If there's one thing that you need in Boston, it's a jacket that keeps you warm.

Ministry of Supply, a fashion and tech company headquartered in the Leather District, has taken this concept to a whole next level by inventing an intelligent heated jacket that heats up upon vocal request and uses machine learning to learn wearer preferences over time.

It looks like the idea caught the attention (and the wallet) of many people. Launched on Kickstarter on Wednesday, the campaign to fund the production of the smart heated jacket raised over $250,000 as of Friday morning. In other words, 840 online backers allowed the company to crowdsource more than three times its initial goal - $72,000 - in 48 hours.

Started in 2012, Ministry of Supply was founded by engineers Aman Advani and Gihan Amarasiriwardena, who met at MIT and decided to make workday clothes as comfortable as weekend clothes. Today, the company has eight stores across the country and a team of 12 people in Boston, which is still the birthplace of any innovation the company is introducing. In March last year, for example, Ministry of Supply launched a 3-D robotic knitting machine in its flagship Newbury Street store.

The intelligent heated jacket, which Amarasiriwardena called "the frontier of the next five years at our company," is meant to integrate the benefits of a traditional winter coat and layered clothing. The first will keep you warm, but "it's bulky," Amarasiriwardena said. The second allows you to somehow control the temperature, but it can be unpractical.

The jacket uses battery-powered carbon fiber heating elements located in one central back heat zone and in two pockets.

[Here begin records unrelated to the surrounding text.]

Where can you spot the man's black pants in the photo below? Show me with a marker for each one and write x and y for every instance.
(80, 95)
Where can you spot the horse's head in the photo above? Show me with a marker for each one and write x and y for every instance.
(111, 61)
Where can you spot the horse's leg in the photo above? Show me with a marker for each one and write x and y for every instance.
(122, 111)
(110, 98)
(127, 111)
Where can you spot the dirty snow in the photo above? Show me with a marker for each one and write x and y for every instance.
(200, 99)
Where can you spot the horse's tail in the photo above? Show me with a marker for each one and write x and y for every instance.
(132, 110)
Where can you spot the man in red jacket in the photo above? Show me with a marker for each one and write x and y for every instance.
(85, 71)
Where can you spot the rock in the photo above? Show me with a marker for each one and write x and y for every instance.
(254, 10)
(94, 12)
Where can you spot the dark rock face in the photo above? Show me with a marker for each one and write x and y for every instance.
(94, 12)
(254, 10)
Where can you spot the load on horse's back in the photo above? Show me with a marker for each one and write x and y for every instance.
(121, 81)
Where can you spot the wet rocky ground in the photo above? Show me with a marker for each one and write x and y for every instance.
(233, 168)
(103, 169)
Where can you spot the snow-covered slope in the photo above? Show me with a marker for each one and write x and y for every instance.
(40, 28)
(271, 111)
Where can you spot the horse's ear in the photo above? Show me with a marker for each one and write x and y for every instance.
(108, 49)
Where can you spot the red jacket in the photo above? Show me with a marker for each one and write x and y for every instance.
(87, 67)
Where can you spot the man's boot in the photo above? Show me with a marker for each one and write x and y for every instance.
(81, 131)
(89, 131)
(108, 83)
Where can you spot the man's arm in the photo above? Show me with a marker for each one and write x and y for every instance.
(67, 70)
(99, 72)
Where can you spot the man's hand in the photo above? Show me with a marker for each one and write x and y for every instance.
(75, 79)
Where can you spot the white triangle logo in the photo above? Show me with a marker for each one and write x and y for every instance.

The max runtime at full heat is 4.5 hours, the company said.

The jacket comes also with a smart personal thermostat. "This thermostat," Amarasiriwardena explained, "would basically look at your body temperature and the outside temperature and even your motion, and use all of that to learn whether you need more or less heat." Over time, the jacket will automatically learn a user's preferences, he added.

By contributing to the Kickstarter campaign with at least $280, customers will receive their intelligent heated jacket in early November.